Serum Neutralizing and Enhancing Effects on African Swine Fever Virus Infectivity in Adherent Pig PBMC

Abstract

African swine fever virus (ASFV) causes hemorrhagic fever with mortality rates of up to 100% in domestic pigs. Currently, there are no commercial vaccines for the disease. Only some live-attenuated viruses have been able to protect pigs from ASFV infection. The immune mechanisms involved in the protection are unclear. Immune sera can neutralize ASFV but incompletely. The mechanisms involved are not fully understood. Currently, there is no standardized protocol for ASFV neutralization assays. In this study, a flow cytometry-based ASFV neutralization assay was developed and tested in pig adherent PBMC using a virulent ASFV containing a fluorescent protein gene as a substrate for neutralization. As with previous studies, the percentage of infected macrophages was approximately five time higher than that of infected monocytes, and nearly all infected cells displayed no staining with anti-CD16 antibodies. Sera from naïve pigs and pigs immunized with a live-attenuated ASFV and fully protected against parental virus were used in the assay. The sera displayed incomplete neutralization with MOI-dependent neutralizing efficacies. Extracellular, but not intracellular, virions suspended in naïve serum were more infectious than those in the culture medium, as reported for some enveloped viruses, suggesting a novel mechanism of ASFV infection in macrophages. Both the intracellular and extracellular virions could not be completely neutralized.
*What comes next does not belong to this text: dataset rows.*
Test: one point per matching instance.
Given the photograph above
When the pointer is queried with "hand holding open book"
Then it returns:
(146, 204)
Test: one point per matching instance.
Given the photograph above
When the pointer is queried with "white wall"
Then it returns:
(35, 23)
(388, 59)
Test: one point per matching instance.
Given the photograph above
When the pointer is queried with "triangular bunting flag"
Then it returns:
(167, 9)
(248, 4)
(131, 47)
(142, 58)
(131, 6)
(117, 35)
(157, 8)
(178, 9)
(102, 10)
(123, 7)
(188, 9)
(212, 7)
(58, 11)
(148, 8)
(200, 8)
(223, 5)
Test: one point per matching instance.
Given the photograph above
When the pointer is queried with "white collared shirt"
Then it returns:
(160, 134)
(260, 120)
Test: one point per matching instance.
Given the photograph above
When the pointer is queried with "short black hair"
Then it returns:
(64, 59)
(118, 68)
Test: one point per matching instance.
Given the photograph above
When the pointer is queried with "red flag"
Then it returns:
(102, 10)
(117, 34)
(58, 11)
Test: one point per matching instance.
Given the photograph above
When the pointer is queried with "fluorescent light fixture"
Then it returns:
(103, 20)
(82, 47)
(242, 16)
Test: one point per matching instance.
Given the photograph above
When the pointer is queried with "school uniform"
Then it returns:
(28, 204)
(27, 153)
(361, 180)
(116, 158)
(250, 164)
Keywords: African swine fever virus (ASFV); extracellular virions; flow cytometry; hyperimmune serum; monocyte-derived macrophage; serum-enhanced virus infection; virus neutralization.

Figure 1

The percentages of ASFV-infected (EGFP+) cells at different MOI (HAD₅₀) in cultured pig ex vivo adherent PBMC, calculated based on flow cytometry analysis gated on the population of monocytes and macrophages.

Figure 2

The percentages of EGFP+ monocytes and macrophages infected with 200 μL of supernatants harvested at different hours post-infection from pig ex vivo adherent PBMC cultured in a 12-well plate and infected with MOI of 1 HAD₅₀ (the percentages were calculated based on flow cytometry analysis gated on the population containing monocytes and macrophages).

Figure 3

The cell distribution on the SSC vs. FITC (EGFP signal) plot of adherent PBMC gated on monocytes and macrophages (red) and EGFP+ cells (green) after infection with ASFV at MOI of 0.5 HAD₅₀ treated with (A) naïve serum (−) and (B) hyperimmune serum (+).

Figure 4

The neutralizing effects (percentage of EGFP+ cell reduction) of hyperimmunized sera compared to naïve sera or cell culture medium at MOI of 0.5 HAD₅₀ (infection inoculum: 50 μL of ASFV in 250 μL of serum or medium) using adherent PBMC isolated from a donor pig.

Figure 5

The neutralization expressed as the percentages of protection of 2-fold serially diluted positive sera compared to 2-fold diluted negative sera [protection % = (PI⁻ − PI⁺)/PI⁻, where PI⁻ is the percentage of infected cells treated with negative serum and PI⁺ is the percentage of infected cells treated with serum (−)] in gated monocytes and macrophages infected with different MOI.